La même année, s'adressant aux membres de la Confédération syndicale italienne, le Pape François a fait l'éloge des syndicats en tant que "prophètes" qui donnent une voix aux travailleurs.euses et défendent leur dignité.
"Les syndicats sont l'expression du profil prophétique de la société. Les syndicats naissent et renaissent chaque fois que, comme les prophètes bibliques, ils donnent une voix à celles et ceux qui n'en ont pas, dénoncent celles et ceux qui 'vendent les nécessiteux pour une paire de sandales', démasquent les puissants qui piétinent les droits des travailleurs.euses les plus vulnérables, défendent la cause des étranger.e.s, des plus petit.e.s, des rejeté.e.s."
À la même occasion, il a critiqué le capitalisme moderne qui privilégie le profit au détriment des personnes. "Le capitalisme de notre époque ne comprend pas la valeur du syndicat, parce qu'il a oublié la nature sociale de l'économie.
En 2022, s'adressant aux membres de la Confédération générale italienne du travail (CGIL), affiliée à l'ISP, le Pape François a déclaré:"Il n'y a pas de syndicat sans travailleurs.euses, et il n'y a pas de travailleurs.euses libres sans syndicat". Il a insisté sur le fait que les syndicats sont appelés à être"une voix pour les sans-voix", soulignant que"vous devez faire du bruit pour donner une voix aux sans-voix".
Il est significatif qu'il ait été un fervent opposant à l'antisémitisme et à l'islamophobie et qu'il ait critiqué les politiques de Trump, en particulier en ce qui concerne les migrant.e.s. Il s'est prononcé en faveur de la protection de notre planète contre la volonté cupide d'une classe d'entreprises qui détruirait la planète dont nous dépendons tous.tes, simplement pour en tirer des profits privés.
Il a été un pape en faveur de la paix, non seulement comme un concept spirituel individuel, mais aussi en tant qu'obligation pratique et morale d'agir.
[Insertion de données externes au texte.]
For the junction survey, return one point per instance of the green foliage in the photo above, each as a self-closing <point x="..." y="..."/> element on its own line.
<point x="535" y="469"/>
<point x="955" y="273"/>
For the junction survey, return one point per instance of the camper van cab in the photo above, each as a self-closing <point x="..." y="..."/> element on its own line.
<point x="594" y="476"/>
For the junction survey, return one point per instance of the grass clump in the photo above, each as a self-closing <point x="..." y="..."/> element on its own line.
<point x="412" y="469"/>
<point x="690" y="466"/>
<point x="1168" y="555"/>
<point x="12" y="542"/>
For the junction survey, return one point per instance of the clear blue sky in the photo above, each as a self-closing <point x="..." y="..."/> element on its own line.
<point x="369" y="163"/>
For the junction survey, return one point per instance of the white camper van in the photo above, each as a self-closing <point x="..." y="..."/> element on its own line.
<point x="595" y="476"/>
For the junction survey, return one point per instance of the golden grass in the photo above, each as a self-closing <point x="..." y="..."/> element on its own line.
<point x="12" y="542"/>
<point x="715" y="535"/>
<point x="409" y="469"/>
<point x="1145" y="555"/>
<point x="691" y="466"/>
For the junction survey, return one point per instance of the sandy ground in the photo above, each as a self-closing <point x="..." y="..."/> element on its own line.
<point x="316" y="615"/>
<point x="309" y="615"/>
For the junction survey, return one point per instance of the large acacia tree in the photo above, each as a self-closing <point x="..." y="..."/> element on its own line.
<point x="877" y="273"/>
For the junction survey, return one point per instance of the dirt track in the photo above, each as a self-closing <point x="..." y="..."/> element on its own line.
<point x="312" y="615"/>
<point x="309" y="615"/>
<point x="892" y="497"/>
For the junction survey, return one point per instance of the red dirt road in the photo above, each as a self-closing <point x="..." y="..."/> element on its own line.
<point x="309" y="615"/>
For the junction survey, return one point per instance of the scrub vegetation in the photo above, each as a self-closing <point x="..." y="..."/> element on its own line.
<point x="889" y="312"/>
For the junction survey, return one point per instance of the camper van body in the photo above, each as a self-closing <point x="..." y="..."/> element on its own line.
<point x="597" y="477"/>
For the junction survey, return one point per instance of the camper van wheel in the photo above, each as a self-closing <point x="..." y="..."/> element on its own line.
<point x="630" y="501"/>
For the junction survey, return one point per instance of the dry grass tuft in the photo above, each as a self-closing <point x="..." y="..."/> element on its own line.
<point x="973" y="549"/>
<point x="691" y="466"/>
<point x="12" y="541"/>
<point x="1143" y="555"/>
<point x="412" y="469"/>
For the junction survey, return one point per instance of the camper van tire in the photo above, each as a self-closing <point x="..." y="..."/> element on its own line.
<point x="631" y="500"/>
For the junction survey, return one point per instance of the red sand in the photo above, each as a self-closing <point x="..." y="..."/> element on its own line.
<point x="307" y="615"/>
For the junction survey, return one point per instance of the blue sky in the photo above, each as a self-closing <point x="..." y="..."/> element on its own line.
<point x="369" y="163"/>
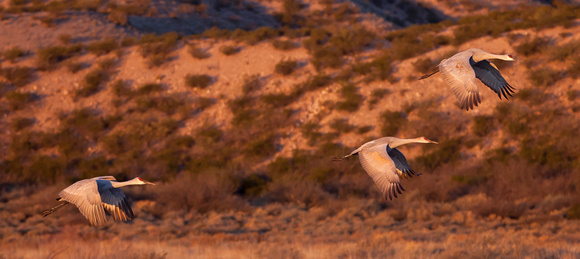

Ses déclarations sur Gaza n'ont pas été largement relayées par les médias occidentaux - surtout lorsqu'il a déclaré "Il s'agit de cruauté, pas de guerre" et qu'il a affirmé, dans son dernier article publié, son soutien à un État palestinien, déclarant : "La vraie paix ne peut être imposée par la force [...] Dieu et les générations futures nous jugeront non pas sur le nombre d'ennemis que nous avons vaincus, mais sur le nombre de vies que nous avons sauvées".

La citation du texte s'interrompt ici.